Здесь Томин с Сажиным удирают налево, а Морденок направо, и его, разумеется, не зовут с собой: было бы нарочито.
На прилегающий к рынку улочке стоят «Жигули» с киевским номером. Сажин мигом садится за руль, Томин рядом.
Толстый милиционер с трудом лезет в заборную щель и свистит.
На этот свисток – совершенно закономерно – появ­ляется и отрезает Морденку путь еще один милицейский мундир.
И то, что «Жигули», рванув с места, тормозят затем возле Морденка и для него приглашающе распахивают дверцу, можно рассматривать как великодушный и даже несколько рискованный жест.
Морденок ныряет на заднее сиденье, машина, вильнув, объезжает милиционера и уносится прочь.
Не обращая больше внимания на Васю, Томин затевает с Сажиным взволнованную перебранку и при этом перемешивает русские слова с украинскими:
– Вот он, твой базар! Пойдем на базар, пойдем на базар! Пожалуйста, сходили на базар!
– Напрасно вы, дядя Саша, товар бросили! Ведь утекли мы!
– А кабы не утекли?
– Утекли же, дядя Саша!
– А кабы нет? Кабы я с ним попался?
– Жалко товар! Пять кило! – сокрушается Сажин.
– Чай, он у нас свой, не купленный! Съездим, привезем, было бы кому!
– Большой убыток!
– Дурья твоя башка! Когда милиция догоняет, надо бросать! – Томин «вспоминает» о Васе и апеллирует к нему: – Правильно говорю или нет?
– Правильно. С товаром задержат – нехорошо.
– Вот столица-матушка как приголубила! – снова «забывает» Томин о Морденке. – Отверни-ка с магистрали от греха, – велит он стажеру.

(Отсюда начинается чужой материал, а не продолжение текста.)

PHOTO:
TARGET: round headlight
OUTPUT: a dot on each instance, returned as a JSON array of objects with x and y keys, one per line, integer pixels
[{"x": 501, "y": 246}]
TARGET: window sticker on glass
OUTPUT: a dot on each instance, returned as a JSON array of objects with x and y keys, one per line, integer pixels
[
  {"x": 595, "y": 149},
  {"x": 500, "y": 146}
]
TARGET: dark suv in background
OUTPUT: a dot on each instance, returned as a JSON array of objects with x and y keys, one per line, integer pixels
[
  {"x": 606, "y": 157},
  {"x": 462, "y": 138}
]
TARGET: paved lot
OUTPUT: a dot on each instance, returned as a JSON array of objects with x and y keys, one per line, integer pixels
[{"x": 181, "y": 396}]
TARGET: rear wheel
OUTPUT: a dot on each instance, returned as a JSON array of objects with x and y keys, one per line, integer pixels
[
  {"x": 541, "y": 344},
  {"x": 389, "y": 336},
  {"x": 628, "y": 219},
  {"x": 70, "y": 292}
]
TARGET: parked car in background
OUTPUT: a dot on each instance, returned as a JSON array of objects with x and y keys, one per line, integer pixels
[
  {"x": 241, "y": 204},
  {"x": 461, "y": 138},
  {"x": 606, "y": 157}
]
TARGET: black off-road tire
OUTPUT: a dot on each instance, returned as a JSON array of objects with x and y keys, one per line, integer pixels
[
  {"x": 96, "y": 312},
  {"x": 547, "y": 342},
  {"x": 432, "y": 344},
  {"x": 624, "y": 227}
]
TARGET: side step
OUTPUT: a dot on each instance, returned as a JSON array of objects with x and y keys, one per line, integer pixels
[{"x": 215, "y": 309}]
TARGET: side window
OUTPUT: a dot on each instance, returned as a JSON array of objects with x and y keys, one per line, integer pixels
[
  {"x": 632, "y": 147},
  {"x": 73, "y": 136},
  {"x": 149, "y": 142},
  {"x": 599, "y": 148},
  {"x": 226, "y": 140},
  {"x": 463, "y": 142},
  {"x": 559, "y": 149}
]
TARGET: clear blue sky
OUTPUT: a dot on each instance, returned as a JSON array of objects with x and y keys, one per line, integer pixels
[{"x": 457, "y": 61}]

– А дальше куда? – спрашивает тот. – Прямо домой? Номер сменить и на трассу? Ведь в гостиницу нельзя, дядя Саша.
– Хоть это понимаешь! Конечно, нельзя. В базарной гостинице уж небось шуруют. Хорошо, паспорта липовые.
– Значит, до дому, до хаты?
– А обои? Мне же завтра обещали!
– Потерпит тетя Оксана недельку.
– Это ты здесь говоришь. Лучше я в машине пересплю, а без обоев не поеду!
Их препирательства Морденок выслушивает очень внимательно, и каждая реплика приближает его к нужному для наших героев выводу: этих людей невыгодно упускать, на них можно подзаработать. После всего, что они пережили, озабоченность их какими-то обоями и возможным гневом тети Оксаны выглядит нелепо и потому особо убедительно. Вася не хитрит, но и не дурачок, и папаша, надо думать, воспитывал в нем осмотрительность. Так что он способен логично рассу­дить: если б мужики сочиняли, то сочиняли бы что-нибудь поумнее.